Due to the handcrafted nature of Denby Pottery, slight colour variations may occur as each item is skilfully hand-dipped and therefore unique. On early hand-painted designs such as Gypsy and Chatsworth these variations can be significant, our Essential guide explains more (The Essential Guide to Buying Replacement China)
Also see the products we have listed as Denby Langley (Denby – Langley pattern list)
How Denby is Made – The Story of a Teacup
Denby Pottery was established in 1809 in the village of Denby, in the heart of Derbyshire England. The factory remains at this site today, and still uses the local clay for its pottery.
The local clay is mixed with water, washed and filtered to remove any impurities, and is finally extruded into pugs or “sausages” which are stored in a steamy room to stop them drying out before moving on to the next step.
The pug is then cut into slices. Each slice is put into a plaster of Paris mould and a metal forming tool forces the clay into the mould, helping to form the inside of the teacup.
The outside shape is finished by turning, which removes the excess clay and the handle is then applied to the finished shape by hand. Liquid clay is used to attach the two parts which forms a strong bond when fired
Once the teacup shape is fully completed it is ready to enter the kiln for the first time. Here it is fired for 12 hours at 960ºC. During the firing the product shrinks and leaves the kiln as a fragile ‘biscuit’.
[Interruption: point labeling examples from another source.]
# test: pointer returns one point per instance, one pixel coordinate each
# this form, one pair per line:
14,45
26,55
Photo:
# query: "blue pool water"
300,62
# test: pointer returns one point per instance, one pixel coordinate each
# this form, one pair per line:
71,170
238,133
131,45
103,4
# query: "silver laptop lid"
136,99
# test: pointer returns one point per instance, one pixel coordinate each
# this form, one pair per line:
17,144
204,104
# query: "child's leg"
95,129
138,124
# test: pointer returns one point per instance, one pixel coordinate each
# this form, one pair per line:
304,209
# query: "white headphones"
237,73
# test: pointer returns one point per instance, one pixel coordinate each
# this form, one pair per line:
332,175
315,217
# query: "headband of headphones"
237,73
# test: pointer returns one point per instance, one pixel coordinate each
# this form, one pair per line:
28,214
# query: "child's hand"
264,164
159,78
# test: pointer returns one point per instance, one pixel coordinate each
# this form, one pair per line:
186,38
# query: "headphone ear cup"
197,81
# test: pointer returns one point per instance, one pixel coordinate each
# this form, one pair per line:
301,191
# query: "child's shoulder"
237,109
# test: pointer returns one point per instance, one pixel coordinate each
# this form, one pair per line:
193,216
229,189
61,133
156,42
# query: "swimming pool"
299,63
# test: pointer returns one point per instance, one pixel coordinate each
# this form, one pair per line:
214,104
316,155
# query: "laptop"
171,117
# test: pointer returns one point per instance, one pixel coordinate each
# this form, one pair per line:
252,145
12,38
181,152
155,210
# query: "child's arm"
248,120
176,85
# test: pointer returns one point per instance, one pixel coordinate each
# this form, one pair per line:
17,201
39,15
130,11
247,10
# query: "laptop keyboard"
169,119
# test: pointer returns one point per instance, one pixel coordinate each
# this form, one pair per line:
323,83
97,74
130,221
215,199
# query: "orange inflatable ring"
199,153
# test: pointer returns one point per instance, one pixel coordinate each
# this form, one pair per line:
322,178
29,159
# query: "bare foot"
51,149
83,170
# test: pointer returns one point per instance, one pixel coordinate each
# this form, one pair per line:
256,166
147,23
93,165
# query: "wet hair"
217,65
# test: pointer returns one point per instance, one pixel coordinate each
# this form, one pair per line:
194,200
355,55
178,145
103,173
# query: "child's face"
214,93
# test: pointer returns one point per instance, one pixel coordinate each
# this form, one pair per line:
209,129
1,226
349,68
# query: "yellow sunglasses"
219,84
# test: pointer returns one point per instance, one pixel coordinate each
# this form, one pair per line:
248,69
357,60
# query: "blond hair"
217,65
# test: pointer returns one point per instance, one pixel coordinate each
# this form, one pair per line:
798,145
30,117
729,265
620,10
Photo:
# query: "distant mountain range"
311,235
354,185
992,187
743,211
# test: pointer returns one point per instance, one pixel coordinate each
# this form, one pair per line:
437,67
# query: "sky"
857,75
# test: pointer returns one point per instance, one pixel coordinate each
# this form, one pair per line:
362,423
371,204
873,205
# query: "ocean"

The inside of the teacup is precisely glazed with a rinsing machined, and the outside is hand dipped into one of Denby’s unique colour glazes. His hand dipped process required extreme skill gain over a minimum of five years training. The speed at which the teacup is dipped must remain constant because one-hundredth of a cm difference in colour could alter the colour of the finished glaze.
The teacup is now ready for the second firing lasting another 12 hours, but this time at 1175ºC. Once again the teacup shrinks.
Om leaving the kiln the teacup has taken its distinctive Denby colour and is now extremely durable. If any additional decoration is being applied, then a litho is applied by and the teacup fired for a third time.